Bertille Laguet frappe du marteau et apprend à maîtriser cette matière qui passe par tous les états. Philippe Naegele lui fixe bientôt un ultimatum. « Soit je partais, soit je reprenais cette forge ouverte en 1906 et qu’il allait quitter pour partir à la retraite. J’ai répondu que je restais sans hésitation, mais sans me projeter. Au niveau de l’esthétique, la forge c’était pas franchement ce dont je rêvais. On reste dans quelque chose d’assez vieillot. À l’époque de mon radiateur, j’avais l’ambition de dépoussiérer le travail de la fonte en y amenant des formes nouvelles. Avec la ferronnerie d’art, il y a encore pas mal de boulot. »

RAFRAÎCHIR LA TRADITION

Le métier prend Bertille Laguet, comme la mer certains hommes.
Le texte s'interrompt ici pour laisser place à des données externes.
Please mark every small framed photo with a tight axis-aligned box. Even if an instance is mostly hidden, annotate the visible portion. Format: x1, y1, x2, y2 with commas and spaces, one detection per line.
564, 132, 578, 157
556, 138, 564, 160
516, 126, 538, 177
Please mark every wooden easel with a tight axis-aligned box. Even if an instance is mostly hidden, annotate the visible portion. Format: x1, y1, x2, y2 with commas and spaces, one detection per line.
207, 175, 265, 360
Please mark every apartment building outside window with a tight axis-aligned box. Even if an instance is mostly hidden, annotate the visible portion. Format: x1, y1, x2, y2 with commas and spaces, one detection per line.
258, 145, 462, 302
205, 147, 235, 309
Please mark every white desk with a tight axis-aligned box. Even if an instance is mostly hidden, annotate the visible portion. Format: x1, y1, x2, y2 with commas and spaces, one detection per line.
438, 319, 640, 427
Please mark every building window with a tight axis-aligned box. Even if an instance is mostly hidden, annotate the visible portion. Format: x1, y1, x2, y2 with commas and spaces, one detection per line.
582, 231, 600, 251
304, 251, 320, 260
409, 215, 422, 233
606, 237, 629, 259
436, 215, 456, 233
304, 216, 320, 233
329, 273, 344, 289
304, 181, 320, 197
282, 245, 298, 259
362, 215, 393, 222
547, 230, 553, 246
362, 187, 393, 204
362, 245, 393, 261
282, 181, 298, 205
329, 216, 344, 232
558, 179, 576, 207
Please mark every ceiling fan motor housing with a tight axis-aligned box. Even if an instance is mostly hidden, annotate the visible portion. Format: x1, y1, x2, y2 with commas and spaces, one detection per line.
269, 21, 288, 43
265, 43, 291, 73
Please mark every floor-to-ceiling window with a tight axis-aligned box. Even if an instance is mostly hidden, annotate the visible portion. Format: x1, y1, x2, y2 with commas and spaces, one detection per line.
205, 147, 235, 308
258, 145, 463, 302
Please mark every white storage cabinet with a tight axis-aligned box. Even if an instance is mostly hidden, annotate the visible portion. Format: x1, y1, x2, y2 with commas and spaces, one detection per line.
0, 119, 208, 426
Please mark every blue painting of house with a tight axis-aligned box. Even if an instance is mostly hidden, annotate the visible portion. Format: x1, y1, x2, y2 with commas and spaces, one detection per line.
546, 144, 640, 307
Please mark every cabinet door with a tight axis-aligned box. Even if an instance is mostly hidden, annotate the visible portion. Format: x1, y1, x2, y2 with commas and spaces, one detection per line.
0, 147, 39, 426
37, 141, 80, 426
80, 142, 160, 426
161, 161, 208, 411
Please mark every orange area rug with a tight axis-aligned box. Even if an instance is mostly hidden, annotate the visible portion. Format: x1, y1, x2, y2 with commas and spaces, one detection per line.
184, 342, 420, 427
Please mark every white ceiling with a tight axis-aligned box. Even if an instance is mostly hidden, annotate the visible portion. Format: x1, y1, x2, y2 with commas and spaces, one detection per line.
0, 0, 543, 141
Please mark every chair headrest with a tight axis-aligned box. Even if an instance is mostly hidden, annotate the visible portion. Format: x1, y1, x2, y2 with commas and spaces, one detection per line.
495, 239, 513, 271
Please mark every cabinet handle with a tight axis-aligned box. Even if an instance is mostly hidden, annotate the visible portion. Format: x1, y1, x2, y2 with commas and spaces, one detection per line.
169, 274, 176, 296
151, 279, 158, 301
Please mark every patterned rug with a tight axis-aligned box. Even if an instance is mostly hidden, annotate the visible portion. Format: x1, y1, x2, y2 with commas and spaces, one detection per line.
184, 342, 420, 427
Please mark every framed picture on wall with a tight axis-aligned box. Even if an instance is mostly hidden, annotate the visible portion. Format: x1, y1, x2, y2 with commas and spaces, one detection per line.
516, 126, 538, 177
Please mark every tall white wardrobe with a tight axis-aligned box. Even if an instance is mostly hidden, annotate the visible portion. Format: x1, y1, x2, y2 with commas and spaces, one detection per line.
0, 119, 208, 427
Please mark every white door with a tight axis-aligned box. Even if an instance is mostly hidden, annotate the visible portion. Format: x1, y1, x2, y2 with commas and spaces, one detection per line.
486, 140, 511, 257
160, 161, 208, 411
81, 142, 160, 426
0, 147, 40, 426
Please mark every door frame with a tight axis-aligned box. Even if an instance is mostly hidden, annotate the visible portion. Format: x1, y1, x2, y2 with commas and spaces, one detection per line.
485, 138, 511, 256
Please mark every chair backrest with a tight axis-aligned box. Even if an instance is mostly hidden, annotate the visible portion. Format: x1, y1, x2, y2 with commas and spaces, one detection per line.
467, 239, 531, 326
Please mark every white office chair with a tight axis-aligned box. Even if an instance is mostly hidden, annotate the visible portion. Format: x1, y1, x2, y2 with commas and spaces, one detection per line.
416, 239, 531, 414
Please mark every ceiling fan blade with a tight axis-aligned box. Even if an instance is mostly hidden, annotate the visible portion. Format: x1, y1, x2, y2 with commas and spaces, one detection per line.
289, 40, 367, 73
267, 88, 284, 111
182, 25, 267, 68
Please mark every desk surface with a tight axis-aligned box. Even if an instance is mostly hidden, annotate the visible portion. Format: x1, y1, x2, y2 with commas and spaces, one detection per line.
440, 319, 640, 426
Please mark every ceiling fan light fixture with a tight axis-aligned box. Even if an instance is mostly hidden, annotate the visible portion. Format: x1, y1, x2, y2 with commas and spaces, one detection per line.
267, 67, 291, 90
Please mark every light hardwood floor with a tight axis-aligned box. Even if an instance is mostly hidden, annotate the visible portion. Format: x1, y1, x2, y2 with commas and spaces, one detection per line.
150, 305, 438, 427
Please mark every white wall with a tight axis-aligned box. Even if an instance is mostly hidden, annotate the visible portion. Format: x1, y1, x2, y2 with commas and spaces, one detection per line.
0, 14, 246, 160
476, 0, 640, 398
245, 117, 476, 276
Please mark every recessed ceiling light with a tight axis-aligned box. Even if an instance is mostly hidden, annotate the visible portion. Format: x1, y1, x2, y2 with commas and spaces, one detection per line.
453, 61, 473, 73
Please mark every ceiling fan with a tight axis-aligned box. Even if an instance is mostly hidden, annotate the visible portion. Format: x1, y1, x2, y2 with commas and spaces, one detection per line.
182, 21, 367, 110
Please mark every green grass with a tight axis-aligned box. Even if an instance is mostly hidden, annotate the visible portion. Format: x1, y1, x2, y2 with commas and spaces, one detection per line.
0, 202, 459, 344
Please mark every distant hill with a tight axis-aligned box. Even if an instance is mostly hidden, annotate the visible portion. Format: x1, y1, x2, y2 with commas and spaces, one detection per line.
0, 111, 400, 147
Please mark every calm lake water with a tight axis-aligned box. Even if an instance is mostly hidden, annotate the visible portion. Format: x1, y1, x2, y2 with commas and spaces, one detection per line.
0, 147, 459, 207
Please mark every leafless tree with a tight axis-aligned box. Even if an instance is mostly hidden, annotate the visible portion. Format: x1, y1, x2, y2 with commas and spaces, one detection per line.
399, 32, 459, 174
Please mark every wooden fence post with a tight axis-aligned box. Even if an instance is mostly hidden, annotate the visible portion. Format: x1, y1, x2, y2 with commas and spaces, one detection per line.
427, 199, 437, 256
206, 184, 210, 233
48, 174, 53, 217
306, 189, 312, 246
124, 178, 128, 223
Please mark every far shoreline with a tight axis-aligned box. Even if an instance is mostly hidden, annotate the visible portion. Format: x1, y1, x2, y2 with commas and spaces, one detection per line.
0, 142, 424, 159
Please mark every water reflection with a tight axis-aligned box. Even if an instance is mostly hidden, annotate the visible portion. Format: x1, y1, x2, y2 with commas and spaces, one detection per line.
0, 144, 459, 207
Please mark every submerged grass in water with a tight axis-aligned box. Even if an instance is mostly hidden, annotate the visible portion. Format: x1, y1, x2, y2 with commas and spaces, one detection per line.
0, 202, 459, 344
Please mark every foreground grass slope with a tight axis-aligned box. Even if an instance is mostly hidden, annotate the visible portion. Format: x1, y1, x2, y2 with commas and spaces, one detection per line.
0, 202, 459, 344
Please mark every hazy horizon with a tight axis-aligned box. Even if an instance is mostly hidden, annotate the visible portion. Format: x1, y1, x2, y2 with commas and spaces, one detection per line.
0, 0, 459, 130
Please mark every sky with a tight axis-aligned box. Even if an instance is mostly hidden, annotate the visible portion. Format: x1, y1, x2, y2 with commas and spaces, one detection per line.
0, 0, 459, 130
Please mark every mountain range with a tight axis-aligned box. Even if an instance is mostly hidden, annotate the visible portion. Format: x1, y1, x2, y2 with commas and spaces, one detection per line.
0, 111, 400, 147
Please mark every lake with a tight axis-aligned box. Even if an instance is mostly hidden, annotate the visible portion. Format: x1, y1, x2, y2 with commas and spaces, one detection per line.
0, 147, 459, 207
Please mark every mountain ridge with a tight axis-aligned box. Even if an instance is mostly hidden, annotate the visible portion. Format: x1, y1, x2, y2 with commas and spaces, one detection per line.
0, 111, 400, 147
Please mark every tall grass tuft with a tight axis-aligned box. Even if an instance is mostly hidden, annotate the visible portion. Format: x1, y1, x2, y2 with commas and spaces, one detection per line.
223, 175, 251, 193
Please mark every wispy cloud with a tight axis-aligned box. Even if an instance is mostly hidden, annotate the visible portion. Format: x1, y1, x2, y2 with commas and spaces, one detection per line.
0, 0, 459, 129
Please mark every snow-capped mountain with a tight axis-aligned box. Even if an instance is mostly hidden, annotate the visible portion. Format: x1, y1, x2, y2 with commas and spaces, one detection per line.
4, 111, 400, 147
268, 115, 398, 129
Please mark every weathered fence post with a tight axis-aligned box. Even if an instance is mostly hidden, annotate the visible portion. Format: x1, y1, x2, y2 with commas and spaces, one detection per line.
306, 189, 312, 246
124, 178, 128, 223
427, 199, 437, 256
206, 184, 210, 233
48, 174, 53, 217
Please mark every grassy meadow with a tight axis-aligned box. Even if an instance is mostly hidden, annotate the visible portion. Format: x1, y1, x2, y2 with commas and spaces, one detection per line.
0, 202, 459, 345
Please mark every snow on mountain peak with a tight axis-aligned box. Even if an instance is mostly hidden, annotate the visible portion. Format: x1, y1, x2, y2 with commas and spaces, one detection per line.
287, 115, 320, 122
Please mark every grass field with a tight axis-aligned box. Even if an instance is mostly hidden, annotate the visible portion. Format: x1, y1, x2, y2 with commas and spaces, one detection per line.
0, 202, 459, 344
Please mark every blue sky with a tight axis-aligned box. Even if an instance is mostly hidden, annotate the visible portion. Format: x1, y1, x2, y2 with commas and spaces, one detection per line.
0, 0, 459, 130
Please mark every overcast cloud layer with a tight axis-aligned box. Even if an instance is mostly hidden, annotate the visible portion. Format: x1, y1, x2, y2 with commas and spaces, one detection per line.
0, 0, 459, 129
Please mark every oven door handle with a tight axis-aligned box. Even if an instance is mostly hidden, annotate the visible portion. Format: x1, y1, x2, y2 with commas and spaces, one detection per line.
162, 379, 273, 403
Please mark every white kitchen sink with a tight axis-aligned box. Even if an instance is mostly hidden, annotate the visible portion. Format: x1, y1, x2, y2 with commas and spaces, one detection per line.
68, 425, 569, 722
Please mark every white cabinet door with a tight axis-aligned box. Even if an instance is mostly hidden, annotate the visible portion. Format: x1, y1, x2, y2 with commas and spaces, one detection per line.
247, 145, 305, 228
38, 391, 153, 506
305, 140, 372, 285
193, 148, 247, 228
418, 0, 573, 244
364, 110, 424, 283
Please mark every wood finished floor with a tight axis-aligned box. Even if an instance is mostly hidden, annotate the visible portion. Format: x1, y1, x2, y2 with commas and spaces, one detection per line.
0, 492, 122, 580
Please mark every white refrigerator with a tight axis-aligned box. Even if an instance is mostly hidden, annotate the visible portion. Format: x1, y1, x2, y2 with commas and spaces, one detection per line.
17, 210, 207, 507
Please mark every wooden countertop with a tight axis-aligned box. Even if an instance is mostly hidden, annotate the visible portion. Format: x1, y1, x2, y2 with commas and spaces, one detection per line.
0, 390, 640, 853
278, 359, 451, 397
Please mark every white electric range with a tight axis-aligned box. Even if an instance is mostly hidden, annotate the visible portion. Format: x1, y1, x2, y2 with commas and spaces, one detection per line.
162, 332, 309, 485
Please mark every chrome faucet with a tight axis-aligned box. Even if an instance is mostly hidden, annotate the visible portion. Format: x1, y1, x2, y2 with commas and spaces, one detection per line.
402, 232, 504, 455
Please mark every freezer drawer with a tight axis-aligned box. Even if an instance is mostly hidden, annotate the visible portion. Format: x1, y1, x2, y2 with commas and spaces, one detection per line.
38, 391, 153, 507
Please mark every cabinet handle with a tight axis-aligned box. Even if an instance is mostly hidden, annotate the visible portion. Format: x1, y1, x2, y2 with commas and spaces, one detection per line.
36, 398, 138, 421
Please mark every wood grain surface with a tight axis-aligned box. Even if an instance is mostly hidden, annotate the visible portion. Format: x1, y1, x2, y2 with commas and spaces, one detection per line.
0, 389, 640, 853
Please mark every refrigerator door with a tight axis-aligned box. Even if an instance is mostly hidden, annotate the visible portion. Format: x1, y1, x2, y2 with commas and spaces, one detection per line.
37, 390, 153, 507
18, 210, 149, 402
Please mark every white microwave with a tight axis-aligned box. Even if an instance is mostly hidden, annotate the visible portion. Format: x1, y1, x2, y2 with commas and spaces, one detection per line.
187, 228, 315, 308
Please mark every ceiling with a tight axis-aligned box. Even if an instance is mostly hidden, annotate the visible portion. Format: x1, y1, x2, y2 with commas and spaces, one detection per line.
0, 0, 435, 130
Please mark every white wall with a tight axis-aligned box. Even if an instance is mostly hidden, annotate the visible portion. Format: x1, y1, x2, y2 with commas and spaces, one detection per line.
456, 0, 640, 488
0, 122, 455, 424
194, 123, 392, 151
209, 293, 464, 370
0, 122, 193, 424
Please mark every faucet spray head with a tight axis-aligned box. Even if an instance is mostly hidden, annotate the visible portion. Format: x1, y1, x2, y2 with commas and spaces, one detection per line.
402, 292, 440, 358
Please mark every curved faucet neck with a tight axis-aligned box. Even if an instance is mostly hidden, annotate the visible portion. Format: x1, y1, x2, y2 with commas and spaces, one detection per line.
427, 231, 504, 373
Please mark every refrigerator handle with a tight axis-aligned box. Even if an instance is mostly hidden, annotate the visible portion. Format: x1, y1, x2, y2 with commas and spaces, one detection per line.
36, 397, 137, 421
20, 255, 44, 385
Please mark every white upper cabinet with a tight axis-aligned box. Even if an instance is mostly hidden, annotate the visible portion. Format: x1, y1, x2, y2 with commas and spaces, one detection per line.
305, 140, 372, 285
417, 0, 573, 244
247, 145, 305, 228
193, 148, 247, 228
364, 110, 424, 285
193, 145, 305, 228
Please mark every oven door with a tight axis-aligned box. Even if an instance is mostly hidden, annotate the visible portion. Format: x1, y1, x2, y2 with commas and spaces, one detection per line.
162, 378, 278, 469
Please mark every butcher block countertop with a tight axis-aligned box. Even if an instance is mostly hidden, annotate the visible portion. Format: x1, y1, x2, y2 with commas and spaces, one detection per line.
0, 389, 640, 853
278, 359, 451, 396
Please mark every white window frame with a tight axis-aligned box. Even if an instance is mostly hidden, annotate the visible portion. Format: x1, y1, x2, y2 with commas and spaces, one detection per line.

Elle commence à se faire un nom parmi une clientèle qui sait qu’elle est aussi designer. « Un couple est venu avec des carreaux de terre cuite fabriqués par un céramiste connu de la région. Ils m’ont laissé carte blanche pour les monter en table basse. Les gens sont prêts à accepter de mettre un peu de fraîcheur dans un savoir-faire traditionnel. D’autant qu’on retrouve dans la ferronnerie ancienne des styles qui sont tout à fait actuels. »

La designer Bertille Laguet.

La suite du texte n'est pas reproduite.